The hardest part were the wishes...she never shared what she wanted or asked for when she blew out the candles, the flames going sideways and then disappearing in their peculiar gray smoke. He had asked once, and she had merely shaken her head. He never asked again.
And as the years piled on the sun kept its similar arc across the skies and for the most part the stars remained the same...a few falling now and then...to be wished upon...but that wish never shared but kept secret by her. And they didn't get a chance to spend those days together as much...no more cakes or Disney or lit candles. And their communications became almost-birthday like...occurring once a year...at least that's what it felt like. Certainly random...but the gaps became gaps and just lengthened the way an afternoon in summer gets longer than one in winter. Only just as cold as a winter one.

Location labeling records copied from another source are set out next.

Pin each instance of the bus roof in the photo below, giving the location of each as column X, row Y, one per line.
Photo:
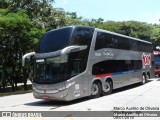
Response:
column 122, row 35
column 156, row 52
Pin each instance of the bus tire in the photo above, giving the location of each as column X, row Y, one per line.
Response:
column 96, row 90
column 107, row 88
column 143, row 79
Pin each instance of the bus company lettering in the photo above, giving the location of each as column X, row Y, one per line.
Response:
column 146, row 59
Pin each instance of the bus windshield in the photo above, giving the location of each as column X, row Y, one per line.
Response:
column 52, row 70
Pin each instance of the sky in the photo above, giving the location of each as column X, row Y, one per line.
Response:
column 114, row 10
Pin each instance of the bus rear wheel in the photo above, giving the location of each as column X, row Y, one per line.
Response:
column 96, row 90
column 107, row 88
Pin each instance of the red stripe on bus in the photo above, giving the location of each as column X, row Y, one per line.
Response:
column 104, row 75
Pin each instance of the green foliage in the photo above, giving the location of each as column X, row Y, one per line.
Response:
column 18, row 35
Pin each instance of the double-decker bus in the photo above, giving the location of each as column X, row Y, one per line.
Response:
column 78, row 61
column 157, row 63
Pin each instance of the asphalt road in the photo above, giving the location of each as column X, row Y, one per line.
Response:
column 134, row 97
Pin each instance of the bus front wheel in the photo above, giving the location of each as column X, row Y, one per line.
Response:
column 107, row 87
column 96, row 90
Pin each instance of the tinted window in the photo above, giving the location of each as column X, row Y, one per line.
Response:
column 111, row 66
column 106, row 40
column 55, row 40
column 144, row 47
column 82, row 36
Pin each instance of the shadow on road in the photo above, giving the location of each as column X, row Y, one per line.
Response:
column 56, row 104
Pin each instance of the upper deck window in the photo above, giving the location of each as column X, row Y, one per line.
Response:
column 82, row 36
column 55, row 40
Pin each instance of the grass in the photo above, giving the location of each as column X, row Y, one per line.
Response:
column 19, row 90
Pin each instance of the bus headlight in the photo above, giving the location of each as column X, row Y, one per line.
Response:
column 70, row 84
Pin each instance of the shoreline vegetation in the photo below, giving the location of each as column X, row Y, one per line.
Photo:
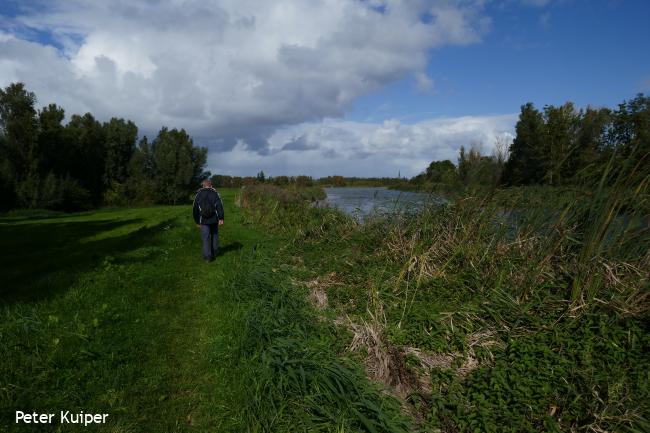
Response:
column 522, row 304
column 479, row 319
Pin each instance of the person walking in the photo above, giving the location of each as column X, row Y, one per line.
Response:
column 208, row 216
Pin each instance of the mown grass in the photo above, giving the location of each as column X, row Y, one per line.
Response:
column 492, row 318
column 115, row 312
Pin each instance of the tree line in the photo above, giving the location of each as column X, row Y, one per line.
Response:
column 558, row 146
column 85, row 163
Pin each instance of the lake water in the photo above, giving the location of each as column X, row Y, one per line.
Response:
column 365, row 201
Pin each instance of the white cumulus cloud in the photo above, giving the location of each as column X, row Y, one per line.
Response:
column 230, row 71
column 340, row 147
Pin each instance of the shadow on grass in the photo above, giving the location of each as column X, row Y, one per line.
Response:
column 38, row 261
column 233, row 246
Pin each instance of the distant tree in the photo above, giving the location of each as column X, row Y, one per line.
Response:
column 120, row 142
column 525, row 165
column 560, row 154
column 141, row 183
column 281, row 180
column 303, row 181
column 629, row 138
column 19, row 134
column 591, row 143
column 442, row 172
column 177, row 164
column 338, row 181
column 476, row 169
column 54, row 147
column 87, row 140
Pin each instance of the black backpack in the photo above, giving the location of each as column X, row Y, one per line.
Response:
column 206, row 205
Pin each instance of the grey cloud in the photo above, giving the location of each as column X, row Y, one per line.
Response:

In the cool evening a refinery plume exulted, leaping up in the sky, orange and yellow against the pitch black, dancing and flaring and drawing one's eye from across the entire horizon in a way eerily similar to the way she caught his in any situation where they shared proximity. She burned white hot if she was in the same room, a can't-miss sight that even if he wasn't looking directly at her he would still feel her upon him.
Tonight she wasn't even in the same geography as him.
But as he watched the fire dancing he recalled the same exact wish that he had wished every time she had blown out the candles...the exact same sentiment that he murmured as she leaned in to extinguish the flames.
It went along the lines of every time that she saw something remarkable, saw something pretty, felt something comforting, luxuriated in a certain hidden way, relaxed in a seemingly unimaginable fashion and let her eyes be pleased as they gazed upon something...he wished that she could feel that every day. It was merely just asking or hoping that she experienced everything he went through as she crossed his peripherals and let her come into focus. He raised the bottle and wished it to her again.